Biofuels have been around for decades if not centuries as humans use waste to provide heat or to cook food. Waste cooking oil has been used for years as a diesel substitute and several companies in the US and Europe have specialised in converting diesel cars to use it.
In recent years biofuels have been associated with corn based ethanol that has not only taken away a staple food source but also water. To make ethanol from corn you need to use vast quantities of water. Neither commodity is abundant in the world and so Governments have been limiting the use of corn for fuel to ensure a ready supply of food for their citizens.
Now two non-food based plants are being investigated as a possible source of fuel for cars, trucks and aircraft: modified tobacco and jatropha (a plant I had never heard of before).
In South Africa, SAA the national airline has been working with farmers to grow a nicotine-less tobacco that produces seeds that can be refined into a fuel for jet engines. The plants are fast growing and the farmers can get two crops a year with another one for staple foods – the seeds of which have been bought by the profits from the tobacco harvests. SAA expects to use 500m litres a year by 2022 blended half ‘n’ half with “normal” fossil sourced jet fuel. Two good results come from this:
1. It helps the local farmers survive which ultimately helps the local communities.

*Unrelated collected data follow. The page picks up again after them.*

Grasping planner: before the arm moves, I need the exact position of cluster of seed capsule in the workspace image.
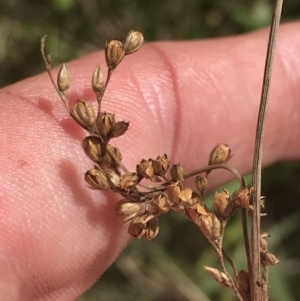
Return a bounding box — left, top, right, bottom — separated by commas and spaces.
41, 30, 279, 299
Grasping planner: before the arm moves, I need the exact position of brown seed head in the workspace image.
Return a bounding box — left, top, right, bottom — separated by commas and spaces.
82, 136, 103, 163
144, 217, 159, 240
179, 188, 193, 203
171, 163, 184, 182
71, 100, 96, 129
137, 159, 154, 180
237, 270, 250, 297
84, 167, 110, 190
203, 266, 231, 288
209, 143, 231, 165
115, 199, 142, 219
233, 186, 251, 208
152, 154, 170, 176
195, 175, 208, 193
128, 218, 147, 239
260, 236, 268, 253
199, 213, 221, 240
105, 169, 121, 188
109, 121, 129, 139
166, 182, 183, 206
262, 252, 279, 265
213, 189, 234, 220
120, 173, 140, 190
105, 39, 125, 69
151, 194, 170, 213
97, 112, 116, 139
57, 63, 71, 92
92, 65, 105, 95
124, 30, 144, 55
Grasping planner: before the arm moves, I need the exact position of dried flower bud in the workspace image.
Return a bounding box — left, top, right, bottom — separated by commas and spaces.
97, 112, 116, 139
171, 163, 184, 182
151, 194, 170, 213
109, 121, 129, 139
105, 39, 125, 69
262, 252, 279, 265
209, 143, 231, 165
213, 189, 235, 220
57, 63, 71, 92
82, 136, 103, 163
84, 167, 110, 190
144, 217, 159, 240
115, 199, 142, 220
120, 173, 140, 190
152, 154, 170, 176
195, 176, 208, 193
105, 169, 121, 188
237, 270, 250, 297
92, 65, 105, 94
71, 99, 96, 129
124, 30, 144, 55
203, 266, 231, 288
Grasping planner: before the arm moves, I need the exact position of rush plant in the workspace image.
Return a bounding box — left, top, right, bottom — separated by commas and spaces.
41, 1, 283, 300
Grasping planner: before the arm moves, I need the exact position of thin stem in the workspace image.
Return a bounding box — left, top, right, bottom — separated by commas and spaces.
209, 239, 243, 301
241, 208, 251, 282
40, 36, 70, 112
96, 68, 115, 113
222, 249, 239, 281
184, 164, 245, 188
251, 1, 283, 300
261, 265, 269, 301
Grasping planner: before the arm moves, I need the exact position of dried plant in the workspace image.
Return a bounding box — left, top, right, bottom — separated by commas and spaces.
40, 1, 283, 300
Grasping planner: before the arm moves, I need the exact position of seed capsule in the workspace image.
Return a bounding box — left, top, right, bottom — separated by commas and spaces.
124, 30, 144, 55
171, 163, 184, 181
97, 112, 116, 139
120, 173, 140, 190
71, 100, 96, 129
105, 39, 125, 69
82, 136, 103, 163
209, 143, 231, 165
144, 217, 159, 240
84, 168, 110, 190
105, 169, 121, 188
57, 63, 71, 92
204, 266, 231, 288
137, 159, 154, 180
92, 65, 105, 95
152, 154, 170, 176
109, 121, 129, 139
213, 189, 234, 220
262, 252, 279, 265
195, 176, 207, 193
115, 199, 142, 218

2. It reduces the airline’s reliance on the global fuel market.
The waste from the refining process is also recycled as animal food.

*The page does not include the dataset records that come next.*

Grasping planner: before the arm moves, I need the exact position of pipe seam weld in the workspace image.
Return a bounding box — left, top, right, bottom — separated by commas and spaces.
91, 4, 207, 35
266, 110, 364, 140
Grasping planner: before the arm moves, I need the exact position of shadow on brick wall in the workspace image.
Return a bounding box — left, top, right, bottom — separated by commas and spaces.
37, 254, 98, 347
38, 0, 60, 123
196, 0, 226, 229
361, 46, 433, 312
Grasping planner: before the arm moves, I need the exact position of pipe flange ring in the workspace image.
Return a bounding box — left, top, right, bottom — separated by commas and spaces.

The jatropha bush produces seeds that can also be used in a similar way to the tobacco plants. It is a vegetable that is toxic to humans but could be refined to produce oils. Researchers are testing the plant to see if this is going to be viable in large quanities. If it is, the world has two more choices that protects our food sources but gives us energy.
The only question I have is how much water and other energy sources are used in the refining process. Too much would make these plants unsuitable for oil production and give the world the same headache as we have with corn ethanol today.
The great news though is that there are teams out in the world testing and challenging the status quo – we will see the fruits (seeds or beans) of their labour over the next decade and we can be sure to see a battle between these fuels and electric cars.